Everything is temporary, I just need to be ^ up for the holidays. And so it is.


amethyst_witch
Nov. 19th, 2018 09:30 pm (UTC)
*hugs*

Yup--I can relate to that a little too much as well. (And I do remember enjoying 'Blow' very much, but I should really see it again because I honestly don't remember much now.)

Here's to getting back 'up' <3
rhodielady_47
Nov. 19th, 2018 05:17 pm (UTC)
I do love me a Norman Rockwell sort of day.
If I want excitement, I'll go see a movie or get a new book to read.
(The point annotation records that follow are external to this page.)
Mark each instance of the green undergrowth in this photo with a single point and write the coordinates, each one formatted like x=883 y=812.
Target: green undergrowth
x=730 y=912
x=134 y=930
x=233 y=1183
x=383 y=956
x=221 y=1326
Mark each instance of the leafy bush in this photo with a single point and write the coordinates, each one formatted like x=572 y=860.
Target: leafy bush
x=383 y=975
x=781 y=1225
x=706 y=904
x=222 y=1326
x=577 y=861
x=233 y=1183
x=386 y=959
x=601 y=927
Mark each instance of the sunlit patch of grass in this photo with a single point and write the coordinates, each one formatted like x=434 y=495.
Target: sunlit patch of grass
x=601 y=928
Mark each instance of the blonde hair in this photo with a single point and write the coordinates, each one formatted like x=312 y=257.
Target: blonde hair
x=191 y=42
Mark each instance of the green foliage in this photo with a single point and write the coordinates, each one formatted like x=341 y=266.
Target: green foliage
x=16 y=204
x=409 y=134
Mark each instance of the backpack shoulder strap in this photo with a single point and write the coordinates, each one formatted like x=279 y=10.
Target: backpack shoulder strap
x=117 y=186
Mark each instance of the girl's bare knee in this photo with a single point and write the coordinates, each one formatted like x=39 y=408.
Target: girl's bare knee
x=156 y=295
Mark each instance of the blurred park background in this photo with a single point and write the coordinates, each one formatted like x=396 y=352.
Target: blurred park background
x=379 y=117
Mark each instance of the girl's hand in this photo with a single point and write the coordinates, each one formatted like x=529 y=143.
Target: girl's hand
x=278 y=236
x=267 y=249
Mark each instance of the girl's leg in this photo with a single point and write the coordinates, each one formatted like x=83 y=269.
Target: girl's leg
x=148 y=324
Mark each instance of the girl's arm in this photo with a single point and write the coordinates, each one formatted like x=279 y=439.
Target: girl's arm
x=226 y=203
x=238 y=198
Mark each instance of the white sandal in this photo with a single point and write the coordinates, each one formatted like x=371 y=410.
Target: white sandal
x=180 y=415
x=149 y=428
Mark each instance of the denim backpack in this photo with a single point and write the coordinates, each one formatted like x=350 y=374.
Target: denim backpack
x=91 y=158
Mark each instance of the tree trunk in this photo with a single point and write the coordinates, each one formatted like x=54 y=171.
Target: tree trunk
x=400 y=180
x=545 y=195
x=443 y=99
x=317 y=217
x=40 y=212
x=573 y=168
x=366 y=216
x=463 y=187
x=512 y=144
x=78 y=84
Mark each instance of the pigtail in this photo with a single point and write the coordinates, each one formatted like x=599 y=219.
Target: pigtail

I'm all for a G-rated life.
{{{Hugs and sending calming thoughts}}}
:^)
rosegardenfae
Nov. 19th, 2018 06:18 pm (UTC)
I like that, " a G- rated" life.

Thanks for the soothing, feels good.
kabuldur
Nov. 20th, 2018 10:46 am (UTC)
I'm sorry you haven't been feeling so good in the health and spirits departments. May your spirits lift and you have good times with family! I actually did notice you Missing In Action, so know you were missed <3

And, ah, ha! The weather has not suppressed your creative mosaic spirit. You found a place indoors to do it. And it's adding cheer, I do believe.
rosegardenfae
Nov. 20th, 2018 03:11 pm (UTC)
Thank you so much. Holidays are rarely good for my spirits which really sucks.

Creativity is a good distraction and breaking plates can be therapeutic lol


kabuldur
Nov. 22nd, 2018 10:06 am (UTC)
I know what you mean about holidays being a fraught time.

I think you can get away with breaking a few plates by saying you are using them in your mosaics :)
msdazy03
Nov. 20th, 2018 01:41 pm (UTC)
Love the steps!
Hugs to you...
rosegardenfae
Nov. 20th, 2018 03:09 pm (UTC)
Thanks on both counts.
letmesaythis
Nov. 21st, 2018 03:17 pm (UTC)
Looks like the start of more of your beautiful art.

Wishing your birthday and holidays will be far better than you're anticipating!
rosegardenfae
Nov. 21st, 2018 04:00 pm (UTC)
Thanks ever so. Much appreciate the well wishes for the holidays too.